“You want to elaborate?” Scarlett’s voice was tight. “Before I do something we’ll all regret?”
But Bear was already calling out. Not a challenge. Not a warning. A name, spoken with something like wonder.
“Marshall?”
Silence from the darkness ahead. One heartbeat. Two.
Then a young voice, male, cracking with disbelief and relief: “Bear? Holy shit—is thatyou?”
The tension broke like a wire snapping.
Two figures emerged from the shadows. Young adults—barely. Teenagers bundled in coats that were nowhere near adequate for the weather. The girl’s arm was looped through the boy’s like letting go wasn’t an option.
Bear reached them in three long strides. Marshall was already talking, words tumbling over each other.Car broke down. Saw the lights from the road. Didn’t know where else to go. Sorry, so sorry for scaring everyone, we just didn’t know what else to do?—
“Hey.” Bear’s hand landed on Marshall’s shoulder, solid and steadying. “Breathe. You’re okay. You’re safe.”
The girl—Ashley—let out a sound that was half laugh, half sob. She pressed closer to Marshall, still shaking.
Scarlett materialized from her position, weapon lowered. Recognition flickered across her face as she got a clear look at the two kids.
“Marshall and Ashley? From Bear’s kid camp a few years ago? Seriously?” She holstered her weapon. “Anticlimactic.”
But there was relief under the sarcasm. Theo heard it clearly. He felt it too—the slow release of pressure he hadn’t fully acknowledged until it was gone.
He keyed his comms. “Lincoln. False alarm. Friendlies. Bear knows them from his camp.”
Lincoln’s response came immediately, tone unchanged from when he’d been tracking potential hostiles. “Acknowledged. Should I inform the others, or do you want the dramatic entrance?”
“Tell them to stand down before my father kicks down a door,” Scarlett said.
“Tell them we’re coming in. And tell Charlie to put on coffee. These two need to warm up.”
The tension drained from the group as they turned back toward the building. Bear walked with Marshall and Ashley,one hand still on Marshall’s shoulder, getting the short version of their story. Car started making noise outside of town. Died completely about a mile up the road. They’d seen the lights from Linear Tactical through the trees, remembered the place from the camp a few years ago, figured it was worth trying.
They hadn’t even considered that approaching through the woods at night might look threatening. They’d just been scared and looking for somewhere safe.
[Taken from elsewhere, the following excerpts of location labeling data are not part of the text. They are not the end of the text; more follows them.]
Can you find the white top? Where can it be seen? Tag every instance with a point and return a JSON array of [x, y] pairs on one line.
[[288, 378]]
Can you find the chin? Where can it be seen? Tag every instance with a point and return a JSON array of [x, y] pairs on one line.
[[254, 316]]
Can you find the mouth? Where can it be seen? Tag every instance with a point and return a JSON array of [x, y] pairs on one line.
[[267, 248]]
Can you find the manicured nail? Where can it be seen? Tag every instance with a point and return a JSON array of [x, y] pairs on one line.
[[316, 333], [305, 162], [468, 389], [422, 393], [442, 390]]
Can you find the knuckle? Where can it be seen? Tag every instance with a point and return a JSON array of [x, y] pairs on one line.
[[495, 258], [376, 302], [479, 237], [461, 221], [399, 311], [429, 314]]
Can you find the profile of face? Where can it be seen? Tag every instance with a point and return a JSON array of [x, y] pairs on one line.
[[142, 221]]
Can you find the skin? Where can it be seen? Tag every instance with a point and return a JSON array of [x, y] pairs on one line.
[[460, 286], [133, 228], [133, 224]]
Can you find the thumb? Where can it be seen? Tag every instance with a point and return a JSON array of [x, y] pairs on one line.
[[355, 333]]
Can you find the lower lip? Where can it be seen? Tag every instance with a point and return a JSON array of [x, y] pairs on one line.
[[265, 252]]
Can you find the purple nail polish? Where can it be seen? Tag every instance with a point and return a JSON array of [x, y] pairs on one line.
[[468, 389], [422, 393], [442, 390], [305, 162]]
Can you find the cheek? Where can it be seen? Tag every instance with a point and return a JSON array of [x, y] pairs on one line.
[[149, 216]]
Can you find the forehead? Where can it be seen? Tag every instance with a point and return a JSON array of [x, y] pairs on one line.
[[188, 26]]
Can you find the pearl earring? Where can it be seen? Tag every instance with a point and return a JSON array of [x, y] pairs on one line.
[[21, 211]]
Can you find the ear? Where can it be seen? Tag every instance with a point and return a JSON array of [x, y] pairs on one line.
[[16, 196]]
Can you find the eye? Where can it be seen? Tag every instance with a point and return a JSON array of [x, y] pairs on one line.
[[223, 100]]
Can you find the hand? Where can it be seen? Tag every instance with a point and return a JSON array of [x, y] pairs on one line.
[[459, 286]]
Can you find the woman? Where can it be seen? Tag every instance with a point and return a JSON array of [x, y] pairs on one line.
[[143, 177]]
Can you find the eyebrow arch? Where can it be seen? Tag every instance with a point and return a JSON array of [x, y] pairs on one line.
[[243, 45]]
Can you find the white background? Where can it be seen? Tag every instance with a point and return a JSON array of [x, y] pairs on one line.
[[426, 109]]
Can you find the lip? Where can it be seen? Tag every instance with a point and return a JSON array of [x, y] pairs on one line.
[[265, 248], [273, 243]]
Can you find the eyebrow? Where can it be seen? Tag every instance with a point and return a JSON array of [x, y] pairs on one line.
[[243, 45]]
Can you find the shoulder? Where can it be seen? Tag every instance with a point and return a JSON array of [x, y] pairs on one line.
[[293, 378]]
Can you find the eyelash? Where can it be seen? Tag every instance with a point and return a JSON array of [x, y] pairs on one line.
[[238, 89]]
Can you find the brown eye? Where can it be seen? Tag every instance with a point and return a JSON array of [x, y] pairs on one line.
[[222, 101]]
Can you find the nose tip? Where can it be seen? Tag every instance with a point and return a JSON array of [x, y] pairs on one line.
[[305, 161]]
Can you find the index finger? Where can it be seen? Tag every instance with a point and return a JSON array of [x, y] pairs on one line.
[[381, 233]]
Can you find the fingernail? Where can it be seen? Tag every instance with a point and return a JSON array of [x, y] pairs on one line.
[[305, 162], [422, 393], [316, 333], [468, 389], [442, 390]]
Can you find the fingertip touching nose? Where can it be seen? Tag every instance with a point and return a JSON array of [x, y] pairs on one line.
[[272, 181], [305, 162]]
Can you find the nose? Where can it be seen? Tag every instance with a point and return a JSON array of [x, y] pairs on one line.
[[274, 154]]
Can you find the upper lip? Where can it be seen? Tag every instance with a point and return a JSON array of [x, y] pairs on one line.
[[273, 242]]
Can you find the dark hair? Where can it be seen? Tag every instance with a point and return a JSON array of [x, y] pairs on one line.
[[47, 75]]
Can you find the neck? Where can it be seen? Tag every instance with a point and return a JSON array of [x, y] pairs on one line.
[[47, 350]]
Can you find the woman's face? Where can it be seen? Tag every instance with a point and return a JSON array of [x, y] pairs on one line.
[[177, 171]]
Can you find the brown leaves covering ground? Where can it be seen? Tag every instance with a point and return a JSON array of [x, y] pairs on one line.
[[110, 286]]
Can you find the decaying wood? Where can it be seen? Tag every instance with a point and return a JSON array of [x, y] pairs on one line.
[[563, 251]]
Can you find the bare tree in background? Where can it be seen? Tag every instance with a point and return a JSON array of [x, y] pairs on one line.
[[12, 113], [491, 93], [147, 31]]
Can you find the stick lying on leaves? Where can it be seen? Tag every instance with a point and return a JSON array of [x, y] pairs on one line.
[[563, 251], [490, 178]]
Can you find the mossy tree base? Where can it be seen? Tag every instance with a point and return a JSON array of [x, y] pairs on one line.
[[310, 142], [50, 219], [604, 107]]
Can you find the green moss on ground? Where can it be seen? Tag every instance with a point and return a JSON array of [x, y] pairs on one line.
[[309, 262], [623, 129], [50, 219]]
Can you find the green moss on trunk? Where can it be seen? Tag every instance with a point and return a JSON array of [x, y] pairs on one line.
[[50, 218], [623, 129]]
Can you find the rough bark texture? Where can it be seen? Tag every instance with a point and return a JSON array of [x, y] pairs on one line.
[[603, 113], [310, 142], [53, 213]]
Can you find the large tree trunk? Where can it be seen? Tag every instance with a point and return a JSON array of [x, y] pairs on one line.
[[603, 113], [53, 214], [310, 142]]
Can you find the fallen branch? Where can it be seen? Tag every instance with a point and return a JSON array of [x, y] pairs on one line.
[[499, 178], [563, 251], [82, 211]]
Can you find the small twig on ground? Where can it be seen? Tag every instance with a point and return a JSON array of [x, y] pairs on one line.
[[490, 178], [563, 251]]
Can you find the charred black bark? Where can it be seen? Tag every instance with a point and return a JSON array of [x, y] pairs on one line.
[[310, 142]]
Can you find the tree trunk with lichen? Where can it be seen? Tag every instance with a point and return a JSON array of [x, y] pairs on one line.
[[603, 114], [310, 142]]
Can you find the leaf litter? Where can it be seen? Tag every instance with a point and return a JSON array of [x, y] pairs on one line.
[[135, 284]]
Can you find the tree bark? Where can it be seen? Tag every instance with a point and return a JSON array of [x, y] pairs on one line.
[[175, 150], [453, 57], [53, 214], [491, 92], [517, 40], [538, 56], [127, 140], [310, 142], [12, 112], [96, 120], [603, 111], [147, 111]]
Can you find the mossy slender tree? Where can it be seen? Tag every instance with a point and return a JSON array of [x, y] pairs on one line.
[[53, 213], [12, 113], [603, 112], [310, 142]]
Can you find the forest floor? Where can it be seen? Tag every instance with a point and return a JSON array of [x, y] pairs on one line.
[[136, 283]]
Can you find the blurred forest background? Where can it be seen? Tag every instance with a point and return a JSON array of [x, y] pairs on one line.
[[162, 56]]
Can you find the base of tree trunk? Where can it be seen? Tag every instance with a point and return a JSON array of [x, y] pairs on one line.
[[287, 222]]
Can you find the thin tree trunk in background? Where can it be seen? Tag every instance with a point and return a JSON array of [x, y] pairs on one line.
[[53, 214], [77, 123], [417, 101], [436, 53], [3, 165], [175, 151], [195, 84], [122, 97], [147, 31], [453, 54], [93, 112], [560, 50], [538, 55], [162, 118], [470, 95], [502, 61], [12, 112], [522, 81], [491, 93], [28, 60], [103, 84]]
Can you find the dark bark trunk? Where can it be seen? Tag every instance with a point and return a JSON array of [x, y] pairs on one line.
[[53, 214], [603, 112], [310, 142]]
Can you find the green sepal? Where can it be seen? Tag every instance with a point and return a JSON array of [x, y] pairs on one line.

Scarlett fell into step with Theo and Derek. The adrenaline was fading, leaving that particular heaviness that came after a response that didn’t turn into anything.
“Did you see them back there?” Derek asked. “The dads?”
Theo knew exactly what he meant.
“Four grown men looking like someone cancelled Christmas.” Scarlett shook her head. “My father had that look. The one Mom says means he’s about three seconds from doing something that’ll require lawyers.”
“They all grabbed side arms,” Derek said. “Dad had his hand on his for thirty seconds. I watched him make himself let go.”
“They were vibrating,” Scarlett said. “All four of them. Like caged animals watching someone else go on the hunt.”
A beat of shared understanding passed between them. These were the men who’d built Linear Tactical. Who’d spent decades being the ones to walk into danger. Who’d trained every single person on this response team.
Having to step back couldn’t have been easy.
“They did good, though.” Derek’s voice had gone quieter. “Letting us handle it.”
“Yeah.” Something softer crept into Scarlett’s tone. “They did.”
Theo thought about his father’s face in that doorway. The visible effort it had taken to stay put. The trust implicit in that stillness.